Conan is OSS, with an MIT license. Check out the source code and issue tracking (for reporting bugs and for feature requests) at https://github.com/conan-io/conan .
Decentralized package manager¶
Conan is a decentralized package manager with a client-server architecture. This means that clients can fetch packages from, as well as upload packages to, different servers (“remotes”), similar to the “git” push-pull model to/from git remotes.
On a high level, the servers are just package storage. They do not build nor create the packages. The packages are created by the client, and if binaries are built from sources, that compilation is also done by the client application.
The different applications in the picture are:
- The conan client: this is a console/terminal command line application, containing the heavy logic for package creation and consumption. Conan client has a local cache for package storage, and so it allows you to fully create and test packages offline. You can also work offline so long as no new packages are needed from remote servers.
- The conan_server: this is a TCP server that can be easily run as your own server on-premises to host your private packages. It is also a service application that can be run as a daemon or service, behind a web server (apache, nginx), or easily as stand-alone application. Both the conan client and the conan_server are OSS, MIT license, so you can use them for free in your company, customize them, or redistribute them without any legal issue.

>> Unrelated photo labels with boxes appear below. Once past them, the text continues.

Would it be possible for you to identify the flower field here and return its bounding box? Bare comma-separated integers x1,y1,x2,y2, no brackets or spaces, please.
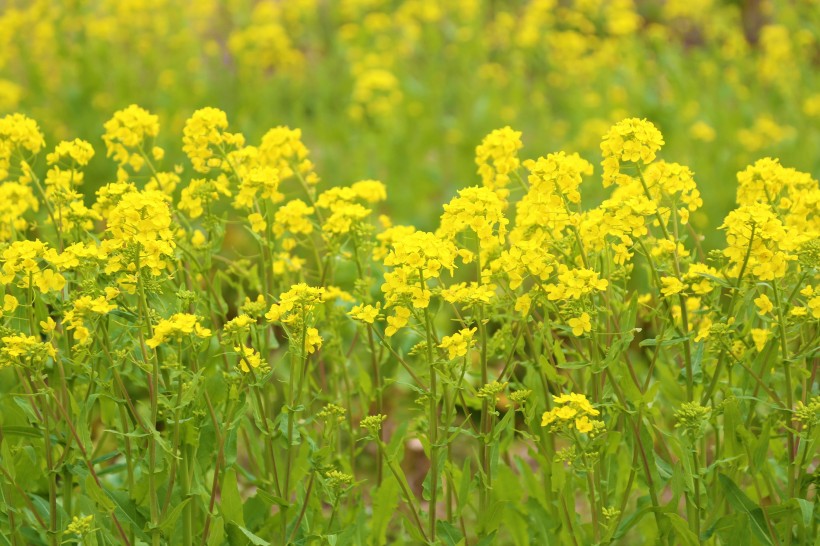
0,0,820,546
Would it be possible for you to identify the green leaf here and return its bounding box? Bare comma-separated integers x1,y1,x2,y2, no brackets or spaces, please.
256,489,290,508
228,523,270,546
85,474,115,513
792,498,814,529
370,468,401,544
219,468,245,526
3,426,43,439
436,520,464,546
639,336,689,347
718,474,772,545
664,513,700,546
159,497,191,535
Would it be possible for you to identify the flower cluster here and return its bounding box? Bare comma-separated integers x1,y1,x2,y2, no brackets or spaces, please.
541,393,604,436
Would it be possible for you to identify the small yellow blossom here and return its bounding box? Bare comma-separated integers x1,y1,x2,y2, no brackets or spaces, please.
755,294,774,315
439,328,476,360
569,313,592,337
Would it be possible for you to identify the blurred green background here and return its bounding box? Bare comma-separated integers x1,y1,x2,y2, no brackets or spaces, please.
0,0,820,247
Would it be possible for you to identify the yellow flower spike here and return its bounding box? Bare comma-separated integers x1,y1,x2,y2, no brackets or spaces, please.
3,294,20,313
752,328,769,353
661,277,686,297
754,294,774,316
439,328,477,360
568,313,592,337
348,303,381,324
145,313,211,349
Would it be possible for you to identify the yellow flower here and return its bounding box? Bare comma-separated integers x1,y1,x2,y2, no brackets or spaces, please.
348,304,381,324
145,313,211,349
233,346,262,373
384,307,410,337
103,104,159,171
3,294,20,313
752,328,769,353
248,212,268,235
40,317,57,334
305,328,322,354
191,229,208,248
439,328,477,360
569,313,592,336
575,415,593,434
601,118,664,187
182,107,245,173
754,294,774,315
33,269,65,294
661,277,686,297
475,127,524,199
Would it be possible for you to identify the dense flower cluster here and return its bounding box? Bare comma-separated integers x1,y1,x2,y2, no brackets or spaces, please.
0,104,820,544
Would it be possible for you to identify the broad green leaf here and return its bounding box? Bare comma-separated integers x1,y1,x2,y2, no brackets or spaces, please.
436,520,464,546
159,497,191,535
718,474,772,544
85,474,115,513
228,522,270,546
219,468,245,526
664,512,700,546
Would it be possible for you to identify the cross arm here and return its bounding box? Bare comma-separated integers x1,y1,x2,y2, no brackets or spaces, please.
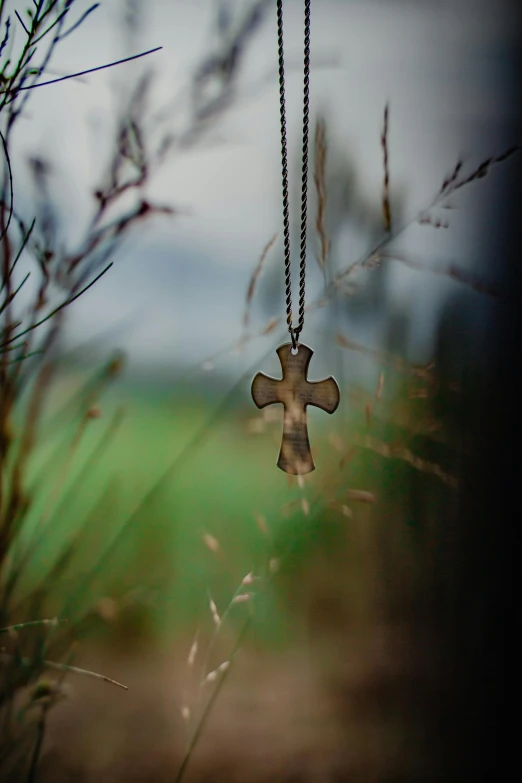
252,372,282,408
305,376,340,413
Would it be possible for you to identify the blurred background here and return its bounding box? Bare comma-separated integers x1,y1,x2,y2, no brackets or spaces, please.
3,0,521,783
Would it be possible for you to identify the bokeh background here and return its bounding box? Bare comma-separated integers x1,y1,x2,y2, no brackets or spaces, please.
3,0,520,783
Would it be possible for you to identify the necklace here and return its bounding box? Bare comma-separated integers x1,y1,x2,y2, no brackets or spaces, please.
252,0,339,475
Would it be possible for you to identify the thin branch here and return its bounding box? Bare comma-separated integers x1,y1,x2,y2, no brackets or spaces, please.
13,46,163,94
0,261,113,350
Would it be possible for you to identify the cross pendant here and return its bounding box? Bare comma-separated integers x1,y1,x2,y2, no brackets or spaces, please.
252,343,339,475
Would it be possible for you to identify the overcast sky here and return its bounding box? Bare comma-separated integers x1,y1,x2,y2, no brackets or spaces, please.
11,0,513,380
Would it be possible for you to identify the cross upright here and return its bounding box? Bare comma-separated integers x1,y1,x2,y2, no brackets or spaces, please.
252,343,339,475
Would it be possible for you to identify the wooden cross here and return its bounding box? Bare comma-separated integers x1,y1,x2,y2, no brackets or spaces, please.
252,343,339,475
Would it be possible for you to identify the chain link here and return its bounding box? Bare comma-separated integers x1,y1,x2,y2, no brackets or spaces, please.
277,0,311,350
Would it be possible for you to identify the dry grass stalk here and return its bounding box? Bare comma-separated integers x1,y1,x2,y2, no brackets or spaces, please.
353,435,459,489
314,116,330,271
381,104,392,232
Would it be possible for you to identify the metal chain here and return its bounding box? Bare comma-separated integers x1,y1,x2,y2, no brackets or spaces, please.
277,0,311,350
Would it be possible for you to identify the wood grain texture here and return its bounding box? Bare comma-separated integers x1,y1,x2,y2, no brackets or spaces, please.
252,343,340,475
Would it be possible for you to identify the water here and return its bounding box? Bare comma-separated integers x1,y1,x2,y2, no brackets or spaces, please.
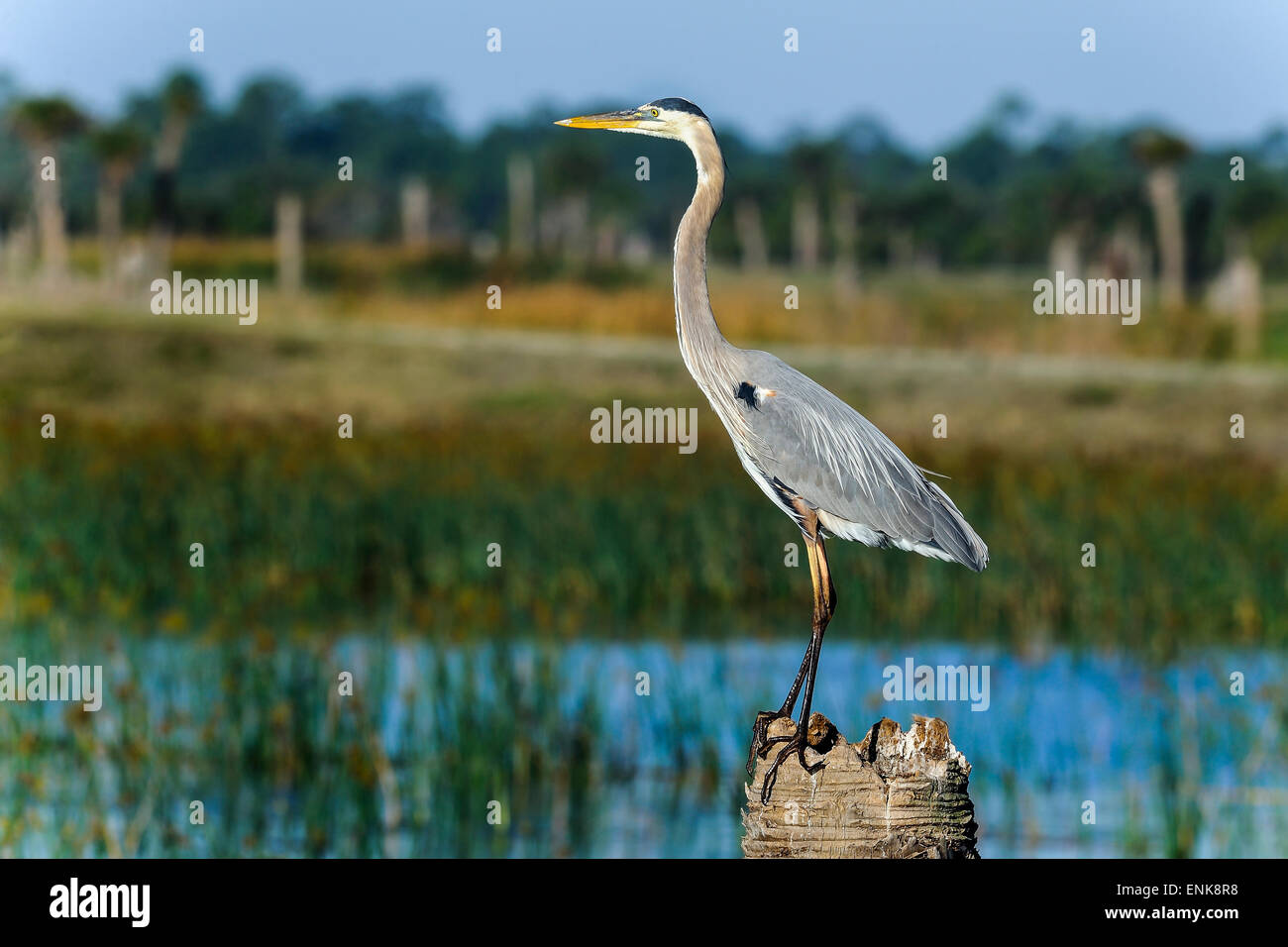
0,635,1288,857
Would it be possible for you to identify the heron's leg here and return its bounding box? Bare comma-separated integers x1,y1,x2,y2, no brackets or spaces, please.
747,536,821,776
760,536,836,805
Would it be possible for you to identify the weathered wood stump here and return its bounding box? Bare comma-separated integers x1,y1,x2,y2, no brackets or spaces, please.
742,714,979,858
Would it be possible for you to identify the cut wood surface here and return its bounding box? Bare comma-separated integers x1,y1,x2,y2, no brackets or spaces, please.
742,714,979,858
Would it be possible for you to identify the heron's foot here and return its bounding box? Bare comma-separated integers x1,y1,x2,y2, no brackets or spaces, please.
760,727,827,805
747,707,791,776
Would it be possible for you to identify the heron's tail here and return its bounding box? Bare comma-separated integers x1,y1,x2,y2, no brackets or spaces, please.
926,480,988,573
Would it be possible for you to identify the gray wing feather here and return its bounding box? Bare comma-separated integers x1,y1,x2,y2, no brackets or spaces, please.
730,351,988,571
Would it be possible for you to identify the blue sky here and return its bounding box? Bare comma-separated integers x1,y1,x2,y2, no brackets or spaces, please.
0,0,1288,147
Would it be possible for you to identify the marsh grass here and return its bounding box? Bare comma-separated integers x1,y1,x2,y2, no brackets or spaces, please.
0,417,1288,655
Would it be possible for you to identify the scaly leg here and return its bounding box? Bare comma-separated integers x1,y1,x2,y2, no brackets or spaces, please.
760,536,836,805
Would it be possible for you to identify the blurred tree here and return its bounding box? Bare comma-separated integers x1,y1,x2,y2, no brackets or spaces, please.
90,121,147,286
152,71,205,263
1132,128,1190,305
12,97,85,278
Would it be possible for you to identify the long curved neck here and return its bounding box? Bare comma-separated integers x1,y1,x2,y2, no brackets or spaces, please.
675,124,729,383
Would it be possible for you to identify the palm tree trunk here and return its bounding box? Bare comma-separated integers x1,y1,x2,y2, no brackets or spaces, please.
1146,164,1185,305
98,174,123,287
33,150,67,279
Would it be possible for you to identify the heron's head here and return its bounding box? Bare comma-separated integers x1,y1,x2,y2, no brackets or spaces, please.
555,98,711,142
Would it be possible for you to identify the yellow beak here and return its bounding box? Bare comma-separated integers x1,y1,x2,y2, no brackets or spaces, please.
555,108,644,129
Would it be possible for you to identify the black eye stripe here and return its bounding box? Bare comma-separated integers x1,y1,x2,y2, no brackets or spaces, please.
645,98,709,121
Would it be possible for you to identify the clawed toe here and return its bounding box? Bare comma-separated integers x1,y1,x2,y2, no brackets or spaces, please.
760,728,827,805
747,710,791,776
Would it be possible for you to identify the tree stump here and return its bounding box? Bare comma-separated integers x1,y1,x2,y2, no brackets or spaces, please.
742,714,979,858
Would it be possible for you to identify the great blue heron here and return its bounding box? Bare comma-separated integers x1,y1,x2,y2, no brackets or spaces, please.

- JFrog Artifactory offers conan repositories; so it can also be used as an on-premises server. It is a more powerful solution, featuring a WebUI, multiple auth protocols, High Availability, etc. It also has cloud offerings that will allow you to have private packages without having any on-premises infrastructure.
- JFrog Bintray provides a public and free hosting service for OSS conan packages. Users can create their own repositories under their accounts and organizations, and freely upload conan packages there, without moderation. You should, however, take into account that those packages will be public, and so they must conform to the respective licenses, especially if the packages contain third party code. Just reading or retrieving conan packages from Bintray, doesn’t require an account, an account is only needed to upload packages. Besides that, Bintray provides a central repository called conan-center which is moderated, and packages are reviewed before being accepted to ensure quality. This repository is currently empty, the process has just started. In the meantime, the repository conan-transit contains a copy of all the packages that were in the conan.io repository, and were copied. Those were non-moderated packages, so quality and cross-platform support of packages might vary.
One of the powerful features of conan is that it can manage pre-compiled binaries for packages. To define a package, referenced by its name, version, user and channel, a package recipe is needed. Such a package recipe is a conanfile.py python script that defines how the package is built from sources, what the final binary artifacts are, the package dependencies, etc.
When a package recipe is used in a conan client and a “binary package” is built from sources, that binary package will be compatible with certain settings, such as the OS it was created for, the compiler and compiler version, or the computer architecture. If the package is built again from the same sources but with different settings, (e.g. for a different architecture), a new, different binary will be generated. By the way, “binary package” is in quotes because, strictly, it is not necessarily a binary. A header-only library, for example, will contain just the headers in the “binary package”.
All the binary packages generated from a package recipe are managed and stored coherently. When they are uploaded to a remote, they stay connected. Also, different clients building binaries from the same package recipe (like CI build slaves in different operating systems), will upload their binaries under the same package name to the remotes.
Consumers, i.e. client application users that are installing existing packages for reuse in their projects, will typically retrieve pre-compiled binaries for their systems, if there exist such compatible binaries, or otherwise require building from sources, on the client machine, to create a binary package matching their settings.
Cross platform, build system agnostic¶
Conan works and is being actively used on Windows, Linux (Ubuntu, Debian, RedHat, ArchLinux, Raspbian), OSX, FreeBSD, and SunOS, and, as it is portable, it might work in any other platform that can run python. In the documentation, examples for a specific OS might be found, such as
conan install -s compiler="Visual Studio", which will be specific for Windows users. If on a different system, the reader should adapt to their own platform and settings (for example
conan install -s compiler=gcc).
Also conan works with any build system. In the documentation, CMake will be widely used, because it is portable and well known. But conan does not depend on CMake at all; it is not a requirement. Conan is totally orthogonal to the build system. There are some utilities that improve the usage of popular build systems such as CMake or Autotools, but they are just helpers. Furthermore, it is not necessary that all the packages are built with the same build system. It is possible to depend on packages created with other build system than the one you are using to build your project.